Estrutura societária e capital mínimo: mais clareza, mais exigência

A norma exige que as SCFIs:

  • Sejam constituídas como sociedades anônimas (S.A.)
  • Possuam capital social e patrimônio líquido mínimos de R$ 7 milhões, com desconto de 30% para sedes fora de SP e RJ (R$ 4,9 milhões)

Além disso, a denominação deve obrigatoriamente conter “Sociedade de Crédito, Financiamento e Investimento”, sendo vedado o uso de termos como “banco”, “cooperativa” ou expressões similares em qualquer idioma. Empresas já autorizadas devem revisar denominação social, nome fantasia, marcas e websites para se adequar à nova regra.

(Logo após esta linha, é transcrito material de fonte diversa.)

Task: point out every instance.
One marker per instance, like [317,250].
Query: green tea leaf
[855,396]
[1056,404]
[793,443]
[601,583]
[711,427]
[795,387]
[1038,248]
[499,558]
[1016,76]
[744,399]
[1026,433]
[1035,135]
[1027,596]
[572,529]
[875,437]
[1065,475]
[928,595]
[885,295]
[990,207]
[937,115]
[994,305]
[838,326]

Produtos e serviços financeiros

Atividades principais:

  • Concessão de empréstimos e financiamentos
  • Administração, aquisição e cessão de direitos creditórios
  • Prestação de garantias

Atividades complementares:

  • Emissão de moeda eletrônica
  • Emissão de instrumentos de pagamento pós-pago
  • Atuação como iniciadora de pagamento (Pix)
  • Atuação como credenciadora de cartões
  • Operações no mercado de câmbio
  • Compra e venda de valores mobiliários
  • Gestão de carteiras e serviços fiduciários
  • Serviços de correspondente bancário

Isso permite que uma SCFI combine crédito, pagamentos e gestão de ativos em uma só estrutura, o que antes exigia múltiplas licenças regulatórias.

As SCFIs podem captar recursos por meio de:

  • Emissão de CDB, LCI, LCA, LC, LF, COE, RDB, CCI
  • Depósitos interfinanceiros e a prazo com garantia especial
  • Repasses de instituições financeiras, agências de fomento e fundos oficiais

Essa diversificação permite montar estruturas robustas de funding, inclusive com operações estruturadas internacionais e securitizações.

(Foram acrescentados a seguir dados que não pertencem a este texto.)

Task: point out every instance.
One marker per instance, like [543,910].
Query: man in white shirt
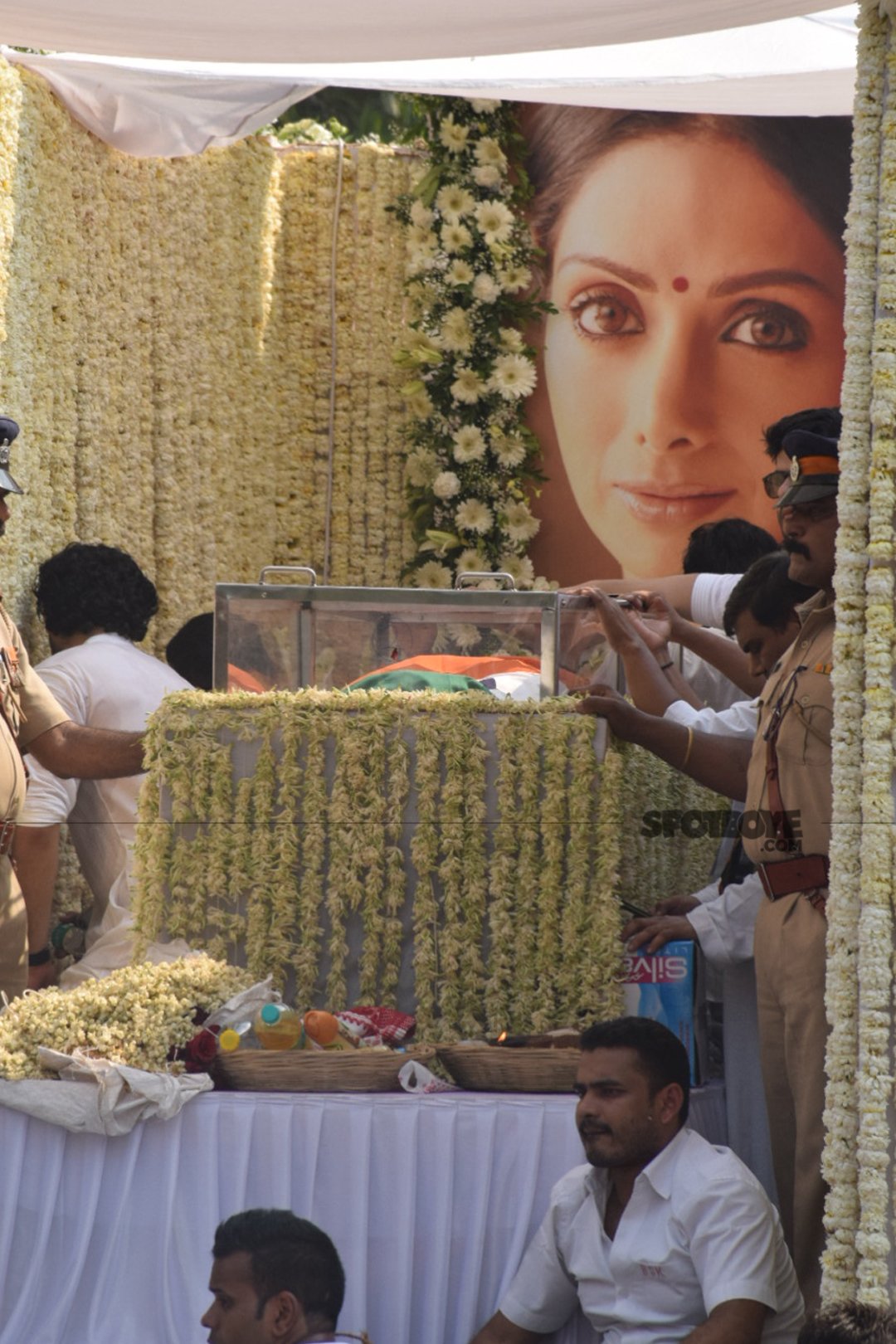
[661,1237]
[95,602]
[277,1280]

Redução de prazos e simplificação operacional

Com uma estrutura societária clara, capital integralizado e escopo definido, o processo de autorização de funcionamento se torna mais ágil. Com isso, espera-se a redução do prazo de autorização de novas SCFIs.

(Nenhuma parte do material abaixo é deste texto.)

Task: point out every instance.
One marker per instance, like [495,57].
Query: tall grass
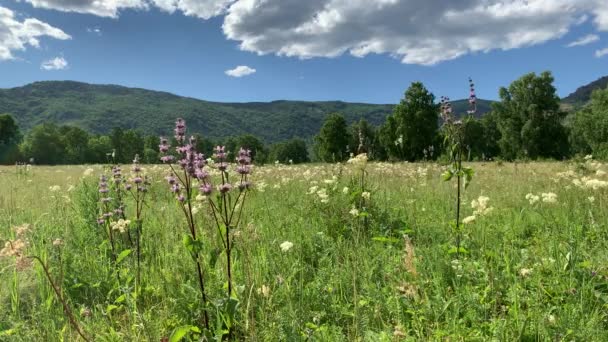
[533,272]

Como as SCFIs podem se beneficiar

  • Verifique se sua operação se enquadra como SCFI ou pode migrar para esse modelo
  • Avalie a possibilidade de ampliar funding com captações estruturadas
  • Considere atuar como credenciador ou iniciador de Pix dentro do seu ecossistema
  • Atualize documentos e contratos conforme a nova exigência de denominação

Quando a Resolução entra em vigor?

A Resolução CMN nº 5.237/2025 entra em vigor em 1º de setembro de 2025. A partir dessa data, todas as SCFIs — novas ou já em operação — deverão observar as exigências previstas no novo marco normativo, incluindo:

  • Uso obrigatório da denominação “Sociedade de Crédito, Financiamento e Investimento”
  • Capital social e patrimônio líquido mínimos de R$ 7 milhões (ou R$ 4,9 milhões fora de SP/RJ)
  • Limites e possibilidades ampliadas de atuação
  • Observância das novas regras de captação, participação societária e estrutura organizacional

Portanto, empresas em processo de autorização ou já autorizadas até 1º de setembro deverão promover os ajustes necessários, conforme regulamentação complementar do Banco Central.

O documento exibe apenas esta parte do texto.